Qual é o papel das lideranças políticas e da sociedade civil na valorização do trabalho de cuidado realizado pelas mulheres?

– Trazer a discussão para o campo político porque é aí onde efetivamente se criam as leis e as políticas públicas. A sociedade civil deve ser organizar para cobrar dos seus representantes, um debate sério e profundo sobre essas questões.

De que maneira a mobilização do governo pode impactar a conscientização sobre essa questão?
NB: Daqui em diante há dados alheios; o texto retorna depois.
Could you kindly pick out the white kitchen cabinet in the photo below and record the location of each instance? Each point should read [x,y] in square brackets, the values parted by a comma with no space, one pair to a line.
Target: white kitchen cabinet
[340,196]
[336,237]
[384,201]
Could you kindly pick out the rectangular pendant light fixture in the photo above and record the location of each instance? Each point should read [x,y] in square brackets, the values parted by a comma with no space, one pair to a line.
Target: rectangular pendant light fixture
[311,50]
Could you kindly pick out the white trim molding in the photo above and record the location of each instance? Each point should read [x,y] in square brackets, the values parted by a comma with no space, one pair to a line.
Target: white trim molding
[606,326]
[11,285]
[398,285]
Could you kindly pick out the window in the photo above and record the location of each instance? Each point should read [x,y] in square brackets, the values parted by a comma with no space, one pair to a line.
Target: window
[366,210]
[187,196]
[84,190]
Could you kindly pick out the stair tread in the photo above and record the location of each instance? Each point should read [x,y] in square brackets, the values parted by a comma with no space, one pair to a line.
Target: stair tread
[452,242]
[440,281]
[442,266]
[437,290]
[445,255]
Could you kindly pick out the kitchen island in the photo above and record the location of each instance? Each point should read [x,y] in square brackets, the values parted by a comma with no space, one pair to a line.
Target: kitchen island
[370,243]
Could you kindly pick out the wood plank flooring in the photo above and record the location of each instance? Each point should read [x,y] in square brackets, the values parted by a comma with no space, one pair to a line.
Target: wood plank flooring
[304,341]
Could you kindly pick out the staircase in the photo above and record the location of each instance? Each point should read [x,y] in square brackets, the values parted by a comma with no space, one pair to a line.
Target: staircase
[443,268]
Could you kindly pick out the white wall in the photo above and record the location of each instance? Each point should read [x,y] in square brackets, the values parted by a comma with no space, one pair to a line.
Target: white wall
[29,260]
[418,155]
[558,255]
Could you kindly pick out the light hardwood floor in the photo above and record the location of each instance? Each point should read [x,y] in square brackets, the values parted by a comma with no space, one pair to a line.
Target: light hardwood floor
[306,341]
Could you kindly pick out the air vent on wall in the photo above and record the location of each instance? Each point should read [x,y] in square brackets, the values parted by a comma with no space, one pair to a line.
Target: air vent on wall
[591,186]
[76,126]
– Quando escolhemos nossos representantes, devemos ter em mente quais são seus princípios, suas prioridades, sua visão de mundo. Num país com desigualdades sociais tão profundas e históricas, não é democrático priorizar quem já desfruta de privilégios. Se queremos superar as barreiras de classe, raça, gênero, ter uma sociedade mais justa, precisamos mudar as bases que propiciaram e propiciam essas desigualdades. A primeira-dama, como mulher, quando assume a dianteira desses temas, traz toda sua representatividade, ressignificando inclusive o próprio cargo, que historicamente carrega essa semântica do cuidado. Se quisermos falar de uma primeira-dama que cuida, que seja então um cuidado político.

Como a invisibilidade do trabalho da mulher se relaciona com outras questões de gênero, como a desigualdade salarial e a representação política?

– A economia do cuidado coloca a mulher no lugar privado retirando-a do lugar público. Isso repercute, consequentemente na questão da representatividade. Muitas mulheres abdicam de seus sonhos porque o cuidado que lhes é imposto, literal ou simbolicamente, toma todo o seu tempo e energia. Outras tantas nem chegam a sonhar com uma vida para além do cuidado porque nunca lhes foi dito que elas poderiam ocupar qualquer outro lugar. Essa lógica afeta a dinâmica dos desejos, das subjetividades, e essas marcas são profundas, históricas, muito difíceis de explicitar, de mensurar.

Quais são os principais desafios que os estudantes podem enfrentar ao abordar esse tema na redação do Enem e como podem superá-los?

– Eu gostaria de dizer que foi um tema fácil, mas não foi. É preciso ter visão sistêmica e complexa para compreender a teia de questões e consequências envolvidas no tema. Mas a interdisciplinaridade e o conhecimento para a cidadania estão longe de ser uma prática na educação, quando as escolas ainda priorizam o conteudismo de modo atomizado. Muitas instituições mudaram drasticamente ao longo da história, mas a escola continua com a mesma estrutura desde a revolução industrial. Talvez tenha uma razão para isso, não é?